MANCHESTER, N.H. (January 18, 2016)—An ad unveiled in the Manchester, N.H., airport today depicts the four Republican and Democratic candidates currently leading in state polls standing behind podiums on a local beach, with tides rapidly rising to their waists. The words above Bernie Sanders, Donald Trump, Hillary Clinton and Marco Rubio read: “How will you deal with sea level rise in New Hampshire?” The animated ad will run for a month on all five of the airport’s video screens, including near security areas, bathrooms and the food court.
The Union of Concerned Scientists (UCS), the group that placed the ad, hopes it catches the attention of all the presidential candidates and their reporter entourages as they pass through the airport leading up to the GOP presidential debate on February 6 and primary on February 9.
“The ad is intended to be provocative to spur conversation,” said Ken Kimmell, president of UCS. “Sea level rise is a real problem, not only in New Hampshire, but up and down the coast. People are wading through floodwaters during high tides on sunny days, and it’s only going to get worse as seas rise even more. Candidates need to talk about how they’re going to address this problem.” (See UCS study on increases in high tide flooding.)
A still version of the ad can be found on the UCS website.

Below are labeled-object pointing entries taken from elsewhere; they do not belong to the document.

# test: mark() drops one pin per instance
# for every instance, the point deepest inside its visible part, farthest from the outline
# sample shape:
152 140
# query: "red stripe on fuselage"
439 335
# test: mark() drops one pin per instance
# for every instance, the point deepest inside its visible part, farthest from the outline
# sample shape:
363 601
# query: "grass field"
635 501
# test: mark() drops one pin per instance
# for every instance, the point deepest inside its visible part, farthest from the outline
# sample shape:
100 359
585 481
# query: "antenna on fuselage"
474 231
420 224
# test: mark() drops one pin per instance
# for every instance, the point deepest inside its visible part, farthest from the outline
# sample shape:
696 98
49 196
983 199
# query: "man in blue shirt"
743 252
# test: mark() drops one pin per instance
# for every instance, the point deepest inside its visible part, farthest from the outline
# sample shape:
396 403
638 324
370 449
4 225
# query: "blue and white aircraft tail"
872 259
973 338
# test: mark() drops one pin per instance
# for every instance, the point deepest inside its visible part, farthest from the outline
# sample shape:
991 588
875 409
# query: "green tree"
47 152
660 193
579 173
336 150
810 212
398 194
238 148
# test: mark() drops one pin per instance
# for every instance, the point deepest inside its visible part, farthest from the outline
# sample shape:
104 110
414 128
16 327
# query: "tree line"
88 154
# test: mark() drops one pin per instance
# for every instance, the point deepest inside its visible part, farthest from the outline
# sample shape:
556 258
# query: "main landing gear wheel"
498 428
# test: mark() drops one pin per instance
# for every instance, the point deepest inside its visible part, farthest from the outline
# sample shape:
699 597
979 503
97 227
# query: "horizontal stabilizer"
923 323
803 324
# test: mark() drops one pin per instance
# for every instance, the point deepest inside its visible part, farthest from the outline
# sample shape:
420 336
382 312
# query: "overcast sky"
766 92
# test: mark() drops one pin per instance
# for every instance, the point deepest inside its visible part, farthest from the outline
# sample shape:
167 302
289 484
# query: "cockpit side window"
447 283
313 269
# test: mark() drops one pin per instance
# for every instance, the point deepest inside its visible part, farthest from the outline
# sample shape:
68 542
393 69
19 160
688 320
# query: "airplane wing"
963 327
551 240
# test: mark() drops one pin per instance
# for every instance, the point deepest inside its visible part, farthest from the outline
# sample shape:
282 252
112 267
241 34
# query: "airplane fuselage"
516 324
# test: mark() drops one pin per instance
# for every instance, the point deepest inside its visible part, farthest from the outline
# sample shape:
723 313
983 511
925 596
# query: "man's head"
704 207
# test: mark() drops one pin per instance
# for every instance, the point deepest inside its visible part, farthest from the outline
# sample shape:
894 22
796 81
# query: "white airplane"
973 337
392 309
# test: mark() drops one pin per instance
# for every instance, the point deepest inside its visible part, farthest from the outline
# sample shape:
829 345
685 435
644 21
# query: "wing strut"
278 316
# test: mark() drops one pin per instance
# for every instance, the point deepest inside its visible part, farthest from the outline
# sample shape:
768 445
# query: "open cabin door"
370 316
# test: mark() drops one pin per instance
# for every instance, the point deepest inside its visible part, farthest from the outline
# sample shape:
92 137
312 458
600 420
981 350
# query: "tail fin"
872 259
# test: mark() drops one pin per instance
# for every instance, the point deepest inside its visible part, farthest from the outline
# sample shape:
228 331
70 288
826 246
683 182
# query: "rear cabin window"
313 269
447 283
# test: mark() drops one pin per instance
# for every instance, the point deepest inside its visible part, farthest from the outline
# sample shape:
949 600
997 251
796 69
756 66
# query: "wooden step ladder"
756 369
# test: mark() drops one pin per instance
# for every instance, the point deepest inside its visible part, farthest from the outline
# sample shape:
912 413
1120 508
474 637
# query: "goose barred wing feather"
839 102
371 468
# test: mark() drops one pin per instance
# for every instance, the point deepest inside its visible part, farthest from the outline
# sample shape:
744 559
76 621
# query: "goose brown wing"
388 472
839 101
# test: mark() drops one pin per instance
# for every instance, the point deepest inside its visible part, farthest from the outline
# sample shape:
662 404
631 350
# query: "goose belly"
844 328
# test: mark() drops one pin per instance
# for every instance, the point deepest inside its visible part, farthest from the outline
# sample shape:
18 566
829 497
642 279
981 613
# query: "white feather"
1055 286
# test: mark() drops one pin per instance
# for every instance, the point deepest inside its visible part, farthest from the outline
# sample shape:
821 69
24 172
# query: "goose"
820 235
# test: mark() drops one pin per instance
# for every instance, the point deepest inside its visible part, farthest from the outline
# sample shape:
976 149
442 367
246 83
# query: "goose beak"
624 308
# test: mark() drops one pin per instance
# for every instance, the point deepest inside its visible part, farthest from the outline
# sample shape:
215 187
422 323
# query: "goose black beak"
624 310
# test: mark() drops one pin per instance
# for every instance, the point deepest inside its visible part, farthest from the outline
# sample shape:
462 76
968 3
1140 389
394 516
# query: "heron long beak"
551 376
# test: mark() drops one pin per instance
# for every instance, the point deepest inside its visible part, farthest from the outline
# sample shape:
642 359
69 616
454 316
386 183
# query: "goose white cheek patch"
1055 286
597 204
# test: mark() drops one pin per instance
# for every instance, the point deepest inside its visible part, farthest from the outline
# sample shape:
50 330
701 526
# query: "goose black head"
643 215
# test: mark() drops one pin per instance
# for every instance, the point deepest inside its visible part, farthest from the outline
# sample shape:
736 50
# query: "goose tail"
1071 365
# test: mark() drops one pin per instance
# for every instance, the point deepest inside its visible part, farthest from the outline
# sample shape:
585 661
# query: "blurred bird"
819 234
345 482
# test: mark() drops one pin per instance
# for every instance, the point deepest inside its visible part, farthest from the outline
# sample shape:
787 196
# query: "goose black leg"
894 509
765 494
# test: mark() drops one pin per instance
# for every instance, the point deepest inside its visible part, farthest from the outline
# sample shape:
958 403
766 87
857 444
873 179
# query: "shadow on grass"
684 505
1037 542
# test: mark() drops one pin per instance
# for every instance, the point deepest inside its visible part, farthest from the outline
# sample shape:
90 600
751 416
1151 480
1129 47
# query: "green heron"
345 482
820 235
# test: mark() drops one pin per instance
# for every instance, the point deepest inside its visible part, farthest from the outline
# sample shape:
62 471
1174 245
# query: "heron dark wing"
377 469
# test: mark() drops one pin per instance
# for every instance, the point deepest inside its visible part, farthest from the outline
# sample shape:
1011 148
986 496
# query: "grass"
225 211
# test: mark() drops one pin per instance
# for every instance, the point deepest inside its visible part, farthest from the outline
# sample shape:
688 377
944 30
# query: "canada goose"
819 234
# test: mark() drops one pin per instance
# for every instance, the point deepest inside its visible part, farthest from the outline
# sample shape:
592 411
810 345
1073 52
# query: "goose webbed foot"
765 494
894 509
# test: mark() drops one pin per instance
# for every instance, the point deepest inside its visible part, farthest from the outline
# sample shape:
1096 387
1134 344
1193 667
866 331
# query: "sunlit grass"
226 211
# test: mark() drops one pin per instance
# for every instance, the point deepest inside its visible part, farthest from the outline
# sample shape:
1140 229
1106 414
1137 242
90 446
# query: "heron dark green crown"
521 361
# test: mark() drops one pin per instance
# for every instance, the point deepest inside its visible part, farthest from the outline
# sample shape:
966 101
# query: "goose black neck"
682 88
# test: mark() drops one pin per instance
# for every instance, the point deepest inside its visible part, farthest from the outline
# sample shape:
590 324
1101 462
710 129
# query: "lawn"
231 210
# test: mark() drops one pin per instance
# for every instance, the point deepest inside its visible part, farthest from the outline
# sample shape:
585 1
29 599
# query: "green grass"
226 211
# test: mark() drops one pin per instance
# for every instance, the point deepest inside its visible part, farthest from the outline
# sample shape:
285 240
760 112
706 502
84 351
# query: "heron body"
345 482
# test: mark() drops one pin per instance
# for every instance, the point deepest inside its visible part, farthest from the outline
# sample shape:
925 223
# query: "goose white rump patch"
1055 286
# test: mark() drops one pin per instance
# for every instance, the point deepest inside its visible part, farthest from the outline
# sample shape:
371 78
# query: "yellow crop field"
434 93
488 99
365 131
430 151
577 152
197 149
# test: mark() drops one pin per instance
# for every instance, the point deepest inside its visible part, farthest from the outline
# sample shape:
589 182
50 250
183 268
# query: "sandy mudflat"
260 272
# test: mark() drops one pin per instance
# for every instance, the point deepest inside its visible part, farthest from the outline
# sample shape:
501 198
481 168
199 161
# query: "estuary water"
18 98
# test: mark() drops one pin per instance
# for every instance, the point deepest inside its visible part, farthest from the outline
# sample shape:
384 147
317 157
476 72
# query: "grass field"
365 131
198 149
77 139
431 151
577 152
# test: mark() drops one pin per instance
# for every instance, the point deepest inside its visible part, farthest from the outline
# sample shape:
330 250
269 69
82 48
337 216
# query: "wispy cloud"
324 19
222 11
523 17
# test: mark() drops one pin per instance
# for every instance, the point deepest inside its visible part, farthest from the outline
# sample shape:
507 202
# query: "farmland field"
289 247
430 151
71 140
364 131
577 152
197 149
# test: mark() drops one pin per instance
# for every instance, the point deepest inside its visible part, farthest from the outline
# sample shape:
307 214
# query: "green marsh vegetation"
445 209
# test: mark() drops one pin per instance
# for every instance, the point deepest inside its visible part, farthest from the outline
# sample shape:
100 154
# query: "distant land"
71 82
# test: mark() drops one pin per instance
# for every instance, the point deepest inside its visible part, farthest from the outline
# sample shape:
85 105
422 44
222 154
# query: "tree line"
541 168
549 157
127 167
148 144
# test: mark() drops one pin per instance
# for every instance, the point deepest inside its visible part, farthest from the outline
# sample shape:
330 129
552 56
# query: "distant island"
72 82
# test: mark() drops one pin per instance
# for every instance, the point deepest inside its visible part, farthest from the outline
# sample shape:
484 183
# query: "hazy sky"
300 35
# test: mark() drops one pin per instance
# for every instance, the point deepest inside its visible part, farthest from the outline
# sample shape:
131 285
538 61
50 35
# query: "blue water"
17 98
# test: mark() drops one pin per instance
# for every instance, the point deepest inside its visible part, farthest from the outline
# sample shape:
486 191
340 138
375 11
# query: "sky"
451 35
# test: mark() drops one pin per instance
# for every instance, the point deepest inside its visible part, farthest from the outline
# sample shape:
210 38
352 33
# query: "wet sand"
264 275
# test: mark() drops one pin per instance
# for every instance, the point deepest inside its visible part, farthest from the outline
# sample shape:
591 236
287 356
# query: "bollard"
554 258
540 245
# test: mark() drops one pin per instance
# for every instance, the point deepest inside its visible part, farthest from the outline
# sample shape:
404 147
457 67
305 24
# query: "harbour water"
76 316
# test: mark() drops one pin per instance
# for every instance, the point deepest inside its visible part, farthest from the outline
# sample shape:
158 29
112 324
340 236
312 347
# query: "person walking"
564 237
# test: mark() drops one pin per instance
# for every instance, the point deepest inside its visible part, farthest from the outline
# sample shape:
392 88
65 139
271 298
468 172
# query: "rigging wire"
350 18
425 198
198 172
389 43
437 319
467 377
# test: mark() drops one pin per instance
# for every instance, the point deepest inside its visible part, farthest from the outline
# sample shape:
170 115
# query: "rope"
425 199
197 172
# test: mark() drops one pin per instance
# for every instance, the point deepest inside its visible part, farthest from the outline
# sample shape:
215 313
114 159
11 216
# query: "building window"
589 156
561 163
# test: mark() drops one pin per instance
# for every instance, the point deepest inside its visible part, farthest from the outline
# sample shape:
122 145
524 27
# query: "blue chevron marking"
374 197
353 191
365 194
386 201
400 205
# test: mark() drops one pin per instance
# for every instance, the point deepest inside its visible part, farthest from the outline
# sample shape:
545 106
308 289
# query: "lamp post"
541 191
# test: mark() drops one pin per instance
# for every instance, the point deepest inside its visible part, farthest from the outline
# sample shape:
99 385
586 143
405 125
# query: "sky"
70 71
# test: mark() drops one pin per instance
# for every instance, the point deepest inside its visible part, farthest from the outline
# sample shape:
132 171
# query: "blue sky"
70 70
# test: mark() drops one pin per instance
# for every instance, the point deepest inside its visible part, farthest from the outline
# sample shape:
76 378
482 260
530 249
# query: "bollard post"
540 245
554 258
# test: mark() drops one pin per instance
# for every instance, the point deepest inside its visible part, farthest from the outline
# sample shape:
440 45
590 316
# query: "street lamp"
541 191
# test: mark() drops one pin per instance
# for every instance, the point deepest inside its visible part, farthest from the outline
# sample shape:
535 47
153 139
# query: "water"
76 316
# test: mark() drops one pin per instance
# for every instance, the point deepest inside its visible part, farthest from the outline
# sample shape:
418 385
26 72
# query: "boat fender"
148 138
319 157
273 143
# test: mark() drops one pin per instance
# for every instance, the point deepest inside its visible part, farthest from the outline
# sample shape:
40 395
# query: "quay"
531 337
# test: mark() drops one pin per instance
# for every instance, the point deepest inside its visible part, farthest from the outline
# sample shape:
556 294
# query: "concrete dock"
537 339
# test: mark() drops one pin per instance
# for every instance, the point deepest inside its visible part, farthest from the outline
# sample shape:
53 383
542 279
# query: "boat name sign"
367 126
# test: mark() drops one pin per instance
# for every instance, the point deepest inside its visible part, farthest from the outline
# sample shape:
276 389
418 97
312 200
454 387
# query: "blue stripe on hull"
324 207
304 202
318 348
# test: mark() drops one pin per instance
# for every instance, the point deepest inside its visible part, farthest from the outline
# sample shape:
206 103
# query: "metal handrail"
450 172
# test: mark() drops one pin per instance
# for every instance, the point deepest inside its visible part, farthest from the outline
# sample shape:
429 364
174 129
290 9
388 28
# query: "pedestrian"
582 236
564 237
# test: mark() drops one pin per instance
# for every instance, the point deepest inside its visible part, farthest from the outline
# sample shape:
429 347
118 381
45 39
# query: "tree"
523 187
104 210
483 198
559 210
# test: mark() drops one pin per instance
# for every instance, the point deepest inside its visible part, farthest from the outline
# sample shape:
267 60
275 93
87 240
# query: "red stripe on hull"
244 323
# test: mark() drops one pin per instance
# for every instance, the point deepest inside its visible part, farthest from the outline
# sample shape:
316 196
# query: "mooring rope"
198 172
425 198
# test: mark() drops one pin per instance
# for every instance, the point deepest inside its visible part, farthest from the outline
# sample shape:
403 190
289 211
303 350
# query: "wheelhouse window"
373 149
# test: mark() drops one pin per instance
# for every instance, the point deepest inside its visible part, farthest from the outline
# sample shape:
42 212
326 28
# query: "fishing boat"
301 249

UCS will hold a press conference at the airport today at noon. The speakers will include Erika Spanger-Siegfried, a senior analyst at UCS; Cameron Wake, a University of New Hampshire climate and sustainability professor; New Hampshire State Senator Nancy Stiles (R-District 24); and New Hampshire State Senator David Watters (D-District 4).
“Manchester Boston Regional Airport is the gateway for national and international media and every surviving campaign in the wake of the Iowa caucuses,” said Stiles. “I hope the ad drives home just how serious we are about getting the candidates to address this problem. And if reporters passing through the airport aren’t already asking the candidates about their plans, hopefully they’ll start doing so.”
Stiles co-hosted a summit organized by UCS and the World Resources Institute in Hampton, N.H., in October that focused on coastal flooding. The 40 locally elected officials from 18 coastal states in attendance, who are working to address the issue, agreed that it’s one of national importance. (See videos of elected officials.)
“This is a real problem that cities all along the Eastern Seaboard are struggling with,” said Watters. “This issue deserves a place of prominence on the national agenda. Oceanfront counties are home to more than 104 million Americans and account for 38 percent of U.S. GDP. This issue is not going away no matter who’s elected.”